Mais Twitter n’est pas la seule plateforme ayant connu l’émergence de la parole des militants. En effet, bien que Youtube regorge en majorité de tutos beautés et vidéos humoristiques, un petit groupe croissant de militants s’est peu à peu approprié la plateforme. On peut y voir Carolina, de la chaîne La Carologie, nous définir la culture du viol ou le sexisme intériorisé dans sa série de vidéo « La semaine antisexiste », Clem’ de la chaîne Keyholes & Snapshots nous parler de négrophobie et d’afroféminisme, ou encore Emy de la chaîne Antastesia nous expliquer les enjeux politiques du véganisme.

Que ce soit sur Twitter ou Youtube, les réseaux de partage et de diffusion numérique ont permis d’élever la voix des militants, leur donnant l’opportunité d’ouvrir le débat afin d’inciter à la remise en question de nos choix et notre perception du monde, et de nous politiser.

Trop de liberté d’expression tue la liberté d’expression ?

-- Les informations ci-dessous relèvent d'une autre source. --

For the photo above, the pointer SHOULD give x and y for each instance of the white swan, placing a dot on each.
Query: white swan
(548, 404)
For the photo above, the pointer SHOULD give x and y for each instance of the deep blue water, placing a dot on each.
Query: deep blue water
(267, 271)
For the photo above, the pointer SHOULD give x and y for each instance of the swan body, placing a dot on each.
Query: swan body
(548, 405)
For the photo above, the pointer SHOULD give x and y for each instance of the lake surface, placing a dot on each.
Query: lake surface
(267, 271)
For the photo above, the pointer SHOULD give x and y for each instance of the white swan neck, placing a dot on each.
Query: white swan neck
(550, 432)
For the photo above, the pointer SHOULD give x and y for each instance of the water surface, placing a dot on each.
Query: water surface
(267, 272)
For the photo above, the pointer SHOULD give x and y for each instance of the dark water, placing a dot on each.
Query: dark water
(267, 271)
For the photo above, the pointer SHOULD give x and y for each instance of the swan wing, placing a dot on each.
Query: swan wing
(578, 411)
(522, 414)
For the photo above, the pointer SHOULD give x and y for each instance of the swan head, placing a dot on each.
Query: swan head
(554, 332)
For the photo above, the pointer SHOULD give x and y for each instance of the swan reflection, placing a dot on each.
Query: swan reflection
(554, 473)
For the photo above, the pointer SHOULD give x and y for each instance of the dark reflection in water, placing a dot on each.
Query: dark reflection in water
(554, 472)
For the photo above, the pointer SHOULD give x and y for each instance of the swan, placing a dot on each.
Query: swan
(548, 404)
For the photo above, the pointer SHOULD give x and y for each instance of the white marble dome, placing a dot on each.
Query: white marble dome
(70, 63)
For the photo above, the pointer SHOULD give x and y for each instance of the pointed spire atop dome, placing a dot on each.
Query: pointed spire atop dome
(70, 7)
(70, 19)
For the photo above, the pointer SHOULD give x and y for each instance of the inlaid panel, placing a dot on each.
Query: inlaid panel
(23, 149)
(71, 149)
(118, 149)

Toutefois, la capacité d’internet à nous isoler du monde réel, bien qu’elle le reflète en partie, peut donner l’illusion d’être intouchable au point de ne se fixer absolument aucune limite, quitte à prôner une liberté d’expression et d’opinion quasi absolue.

Cette liberté d’expression sans limite est revendiquée par des militants aux idées extrémistes, pas toujours pris au sérieux et même considérés comme de simple trolls, qui véhiculent des idées teintées de haine raciale ou de genre sous couvert d’anonymat. Le plus connu d’entre eux est le Raptor Dissident, à l’origine de la vague de harcèlement dont fut victime Marion Seclin à cause du septième épisode de sa série de vidéo « Expliquez moi cette merde. » Et il n’est malheureusement pas le seul : Le Lapin Taquin, Valek Noraj ou encore Sanglier Sympa possèdent cette même ligne éditoriale qui consiste à décrédibiliser les mouvements considérés de gauche, comme l’antiracisme ou le féminisme.

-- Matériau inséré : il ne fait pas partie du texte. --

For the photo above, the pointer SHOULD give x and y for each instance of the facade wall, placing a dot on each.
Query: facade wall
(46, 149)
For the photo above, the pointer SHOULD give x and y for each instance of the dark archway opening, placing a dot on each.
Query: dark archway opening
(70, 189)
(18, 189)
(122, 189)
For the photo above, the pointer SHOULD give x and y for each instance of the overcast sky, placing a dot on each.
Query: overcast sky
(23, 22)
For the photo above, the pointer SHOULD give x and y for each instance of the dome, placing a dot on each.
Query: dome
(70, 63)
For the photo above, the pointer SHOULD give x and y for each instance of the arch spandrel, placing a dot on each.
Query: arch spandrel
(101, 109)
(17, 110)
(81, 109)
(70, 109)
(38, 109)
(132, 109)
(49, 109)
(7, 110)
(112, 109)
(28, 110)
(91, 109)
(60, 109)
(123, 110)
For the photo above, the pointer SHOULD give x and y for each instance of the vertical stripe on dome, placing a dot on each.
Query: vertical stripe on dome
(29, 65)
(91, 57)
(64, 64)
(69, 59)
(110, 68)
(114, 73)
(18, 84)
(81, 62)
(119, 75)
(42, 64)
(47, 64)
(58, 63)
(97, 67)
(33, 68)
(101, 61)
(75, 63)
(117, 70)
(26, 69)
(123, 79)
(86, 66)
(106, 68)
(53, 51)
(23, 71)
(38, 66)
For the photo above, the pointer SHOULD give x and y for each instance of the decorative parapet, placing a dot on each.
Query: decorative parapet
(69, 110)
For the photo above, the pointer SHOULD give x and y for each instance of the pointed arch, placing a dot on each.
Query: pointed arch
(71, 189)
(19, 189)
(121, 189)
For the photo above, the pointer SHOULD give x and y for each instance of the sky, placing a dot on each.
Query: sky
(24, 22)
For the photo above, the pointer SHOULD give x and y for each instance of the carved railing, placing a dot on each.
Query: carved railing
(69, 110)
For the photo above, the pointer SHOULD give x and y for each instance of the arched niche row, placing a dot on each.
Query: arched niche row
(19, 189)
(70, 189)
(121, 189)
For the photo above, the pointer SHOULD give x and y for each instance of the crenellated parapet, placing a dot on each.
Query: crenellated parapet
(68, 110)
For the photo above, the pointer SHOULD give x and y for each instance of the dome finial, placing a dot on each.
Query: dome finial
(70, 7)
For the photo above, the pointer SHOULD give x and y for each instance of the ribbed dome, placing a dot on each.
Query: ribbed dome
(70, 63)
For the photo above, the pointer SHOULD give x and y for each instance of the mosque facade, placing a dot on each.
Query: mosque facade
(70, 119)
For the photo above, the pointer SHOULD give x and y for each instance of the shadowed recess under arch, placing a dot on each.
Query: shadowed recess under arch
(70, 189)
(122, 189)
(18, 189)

Internet est donc devenu peu à peu un lieu d’insécurité pour un grand nombre de militants qui subissent, comme Marion Séclin, du harcèlement en ligne dont ils et elles sont spécifiquement la cible. Ce fut notamment en 2017 le cas de la féministe Buffy Mars, après un malheureux tweet dans lequel elle dénonce le comportement d’un technicien d’Orange qu’elle jugea indécent. Plus récemment, il y a eu le #Sparadrapgate de la militante antiraciste et afroféministe Rokhaya Diallo dont chacune des prises de paroles sont sujettes aux moqueries et au cyber-harcèlement de la part de ses détracteurs, ou encore la journaliste Nadia Daam, l’une des rares victimes de cette violence numérique à avoir saisie la justice pour « menace de mort et de viol » contre deux de ses nombreux harceleurs. Si le verdict n’a pas encore été rendu, son cas permet de comprendre qu’internet n’est pas et ne doit pas devenir un lieu où la violence est tolérée et ses auteurs impunis.

Conclusion

Internet est donc un outil de communication efficace qui facilite la propagation d’idéologie politique, offrant une plateforme à chaque citoyen engagé dans une lutte qui lui tient particulièrement à cœur. Néanmoins, s’il permet d’augmenter leur audience et leur impact, il augmente aussi la mise en danger de leur propre personne. L’anonymat de leurs détracteurs leur donne la sensation d’être invulnérable et donc de pouvoir braver toutes les règles basiques de savoir-vivre auxquelles ils ne peuvent échapper en dehors d’internet. Paradoxalement, en donnant la parole à tous et surtout à tous les militants quel que soit leur bord politique, le cyberactivisme enrichit autant qu’il appauvrit le débat en légitimant la parole de ceux qui accompagnent leurs contre-arguments sophistes d’insultes et de menaces en tout genre.